I am still fascinated with the song Silly Love Songs.
Thank you for the smiles.
🙂
“Got bottle?” what could that mean. Please translated to American English 🙂
Complex and wonderful expression which approximately means nerve or courage.
Thanks!
The joy of gardening is that the process never ends. There is so much pleasure to be found in the stopping and the looking, sometimes with a beverage/bottle in hand, visualizing what could be improved.
I wonder if the current vogue of flat borders relates to prospect/refuge–the theory that people hold a primal preference for being able to both feel enclosed in an area and also be able to look out over and through vegetation, lest a wolf suddenly leap at them? Sheffield researchers confirmed that people generally feel most comfortable around lower vegetation. It seems to me that Anne’s wonderful hedges and beautiful black railings give visitors a sense that people are in control here, so surely there are no tigers hiding in the dahlias. I could spend many happy months in that library!
O, but we need a few tigers!
I’m so honored that you wrote an article based on my question, and answered it to my satisfaction! I chuckled at your photographer friend’s comment ” too many small leaves”: I wonder if he took a picture in Black and White ( or imagined so in his head) when offering this advice. I’ll certainly add this thought to my “look and think” process.
Happy to help. Let me know if you have any other things my ̶d̶i̶s̶a̶s̶t̶r̶o̶u̶s̶ amazing experience can assist with.
Since you asked:): another topic on garden design that intrigues me is the marriage of indoor and outdoor, or how to design the garden so it relates smartly with the architecture of the house. I’ve heard this concept several times but seldom see pictures illustrate this point.
I doubt I could produce those pictures: it would take a lot of breach of copyrights since I don’t think I have any of ours. Nor do I know anything much about American domestic architecture and the accompanying garden styles. I do know that our house is such a mess, between the original cottage and subsequent additions that I was freed from the constraints of such considerations.

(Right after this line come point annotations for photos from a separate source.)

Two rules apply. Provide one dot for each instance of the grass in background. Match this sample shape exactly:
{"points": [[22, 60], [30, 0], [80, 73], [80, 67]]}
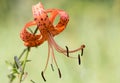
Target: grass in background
{"points": [[94, 23]]}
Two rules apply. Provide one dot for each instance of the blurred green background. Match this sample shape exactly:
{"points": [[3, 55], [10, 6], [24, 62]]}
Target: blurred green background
{"points": [[95, 23]]}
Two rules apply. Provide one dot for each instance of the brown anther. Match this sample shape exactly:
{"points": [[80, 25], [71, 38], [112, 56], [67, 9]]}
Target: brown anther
{"points": [[67, 50], [42, 74], [59, 72], [79, 60]]}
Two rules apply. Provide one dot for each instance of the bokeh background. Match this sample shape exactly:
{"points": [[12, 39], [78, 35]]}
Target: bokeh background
{"points": [[95, 23]]}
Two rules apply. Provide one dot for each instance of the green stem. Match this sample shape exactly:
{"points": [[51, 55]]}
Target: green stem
{"points": [[24, 64]]}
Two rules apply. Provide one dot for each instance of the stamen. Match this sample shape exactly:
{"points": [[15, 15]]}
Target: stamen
{"points": [[42, 74], [83, 46], [82, 52], [17, 63], [59, 72], [79, 60], [67, 50], [52, 67]]}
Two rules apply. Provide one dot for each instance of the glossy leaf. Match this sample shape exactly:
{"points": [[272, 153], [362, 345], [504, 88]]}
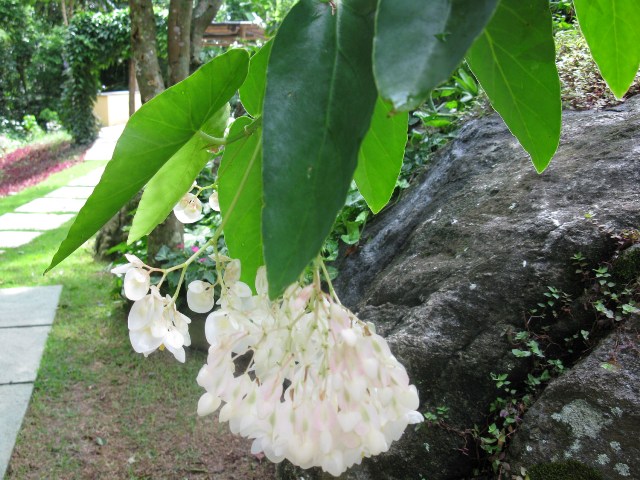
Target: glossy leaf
{"points": [[381, 155], [153, 135], [252, 90], [240, 175], [175, 178], [319, 100], [514, 61], [612, 31], [418, 44]]}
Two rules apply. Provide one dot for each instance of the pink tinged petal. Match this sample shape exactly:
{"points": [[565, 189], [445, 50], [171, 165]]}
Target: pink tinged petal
{"points": [[232, 272], [348, 420], [173, 339], [408, 398], [188, 209], [262, 286], [177, 352], [136, 283], [121, 269], [140, 314], [200, 296], [214, 203], [414, 417], [375, 442], [256, 446], [349, 336]]}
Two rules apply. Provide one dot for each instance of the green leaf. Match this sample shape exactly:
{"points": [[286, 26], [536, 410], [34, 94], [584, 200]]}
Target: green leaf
{"points": [[315, 118], [240, 175], [514, 61], [153, 135], [381, 155], [252, 90], [175, 178], [611, 29], [418, 44]]}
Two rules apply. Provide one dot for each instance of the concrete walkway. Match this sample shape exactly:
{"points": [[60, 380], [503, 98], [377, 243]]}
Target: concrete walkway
{"points": [[48, 213], [27, 313]]}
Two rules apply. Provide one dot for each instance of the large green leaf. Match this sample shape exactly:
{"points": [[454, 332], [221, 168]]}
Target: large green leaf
{"points": [[175, 178], [317, 109], [514, 60], [381, 155], [153, 135], [240, 195], [612, 31], [252, 90], [419, 43]]}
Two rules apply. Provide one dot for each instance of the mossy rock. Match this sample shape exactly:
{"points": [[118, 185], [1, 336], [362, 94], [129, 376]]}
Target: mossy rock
{"points": [[569, 470], [627, 267]]}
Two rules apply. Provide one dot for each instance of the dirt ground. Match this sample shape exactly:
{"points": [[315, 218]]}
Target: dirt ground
{"points": [[101, 411]]}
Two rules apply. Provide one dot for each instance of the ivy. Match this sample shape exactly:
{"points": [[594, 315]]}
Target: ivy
{"points": [[94, 41]]}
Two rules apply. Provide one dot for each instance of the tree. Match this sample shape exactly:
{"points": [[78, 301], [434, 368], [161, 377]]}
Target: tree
{"points": [[514, 39], [182, 38]]}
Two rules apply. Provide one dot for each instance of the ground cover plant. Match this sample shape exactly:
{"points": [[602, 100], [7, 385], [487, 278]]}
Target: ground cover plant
{"points": [[285, 171], [85, 420], [30, 164]]}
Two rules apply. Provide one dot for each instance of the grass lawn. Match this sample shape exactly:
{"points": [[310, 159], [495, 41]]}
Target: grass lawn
{"points": [[99, 410]]}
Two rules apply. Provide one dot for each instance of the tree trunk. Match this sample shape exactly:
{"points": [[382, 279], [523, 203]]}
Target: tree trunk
{"points": [[203, 13], [144, 49], [133, 86], [179, 31], [150, 82], [63, 7]]}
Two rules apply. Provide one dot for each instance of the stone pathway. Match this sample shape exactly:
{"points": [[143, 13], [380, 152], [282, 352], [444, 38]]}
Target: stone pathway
{"points": [[27, 313], [56, 208]]}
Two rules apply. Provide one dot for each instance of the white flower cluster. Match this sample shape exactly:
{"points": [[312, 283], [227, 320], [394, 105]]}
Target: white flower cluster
{"points": [[189, 208], [321, 388], [154, 321]]}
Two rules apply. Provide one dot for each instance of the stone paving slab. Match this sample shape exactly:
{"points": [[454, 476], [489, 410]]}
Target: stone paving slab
{"points": [[101, 150], [71, 192], [14, 400], [21, 352], [25, 306], [51, 205], [89, 180], [33, 221], [13, 239]]}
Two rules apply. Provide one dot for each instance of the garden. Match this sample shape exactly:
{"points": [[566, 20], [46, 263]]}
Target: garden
{"points": [[236, 301]]}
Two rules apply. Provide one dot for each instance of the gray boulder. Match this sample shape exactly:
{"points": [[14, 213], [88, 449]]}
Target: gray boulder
{"points": [[456, 263], [591, 414]]}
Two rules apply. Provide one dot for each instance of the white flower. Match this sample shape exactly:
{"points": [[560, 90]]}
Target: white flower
{"points": [[346, 395], [136, 283], [200, 296], [188, 209], [214, 203], [134, 262], [154, 321]]}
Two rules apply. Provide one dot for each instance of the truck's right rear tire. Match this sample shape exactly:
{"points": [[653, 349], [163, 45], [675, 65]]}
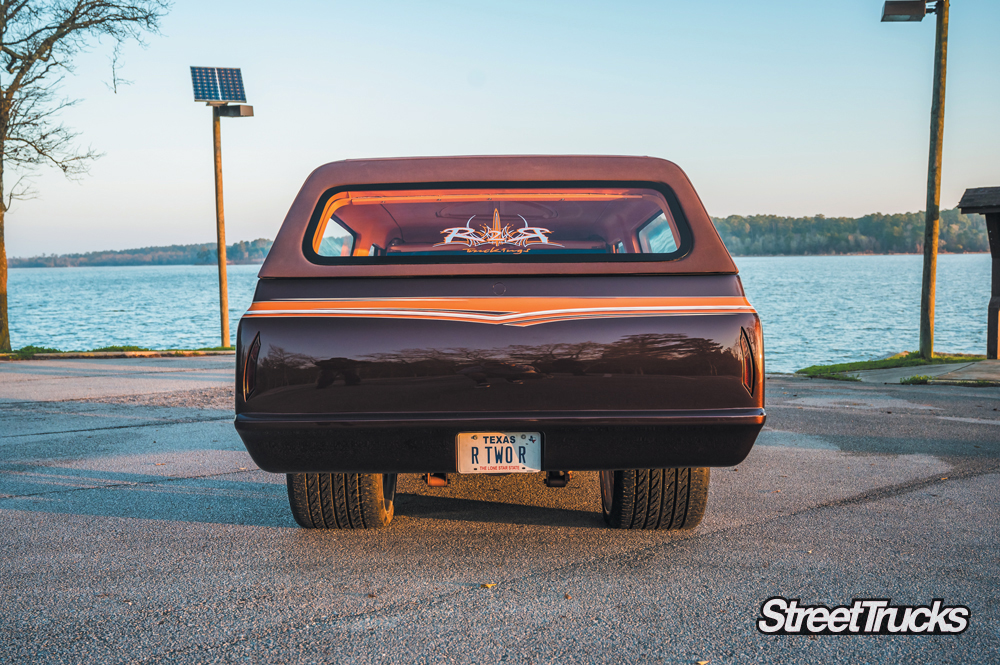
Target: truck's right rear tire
{"points": [[342, 500], [654, 498]]}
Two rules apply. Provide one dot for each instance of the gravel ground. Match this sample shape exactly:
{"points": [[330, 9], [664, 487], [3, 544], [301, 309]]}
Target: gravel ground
{"points": [[220, 398], [140, 531]]}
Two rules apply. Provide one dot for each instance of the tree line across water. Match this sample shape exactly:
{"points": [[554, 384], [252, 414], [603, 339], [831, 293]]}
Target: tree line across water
{"points": [[755, 235], [770, 235], [252, 251]]}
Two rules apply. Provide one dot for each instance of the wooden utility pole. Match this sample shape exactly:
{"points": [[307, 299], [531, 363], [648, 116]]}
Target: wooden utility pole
{"points": [[220, 225], [932, 225]]}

Very interesting and thought provoking post. Your admirable crescent border slopes down from back to front like the rake of a stage (maybe from side to side too?) so the viewer looks up at it like one would if watching a play within the confines of a theatre. I’m always going to be looking down at the planting of my totally flat strip of front garden as I walk through it to the front door. Would colour and form there compensate for the lack of mass and height? My instinct is to bring the plants up to me and think of the whole garden as a large bed, obliterating space and to hell with proportion?
Your situation is more given to the flat planting that I started this post with, perhaps. Yes, one large bed – and if it’s tall you may need to think of railings to keep the path clear in late summer (see my previous post).
Your big challenge is also keeping it going as long as possible, since it is so central.
Interesting: you perhaps need plants which are good when looked down on, where I need ones which look good when you look up at them. Colour will be important, principally because it lifts the spirits.
You used lines to create pattern once (better than I have!)….any clues there? . See https://veddw.com/general/best-garden-in-monmouthshire-hill-house-glascoed/
Anne, your bookshelves look like mine – they bend in the middle from the weight of the books. I don’t have QUITE as many gardening books but then, I don’t have a public garden that I have to keep looking good. Thanks for the pictures.
Now and again I take books off and turn the bookshelves the other way up to stop them going into total collapse!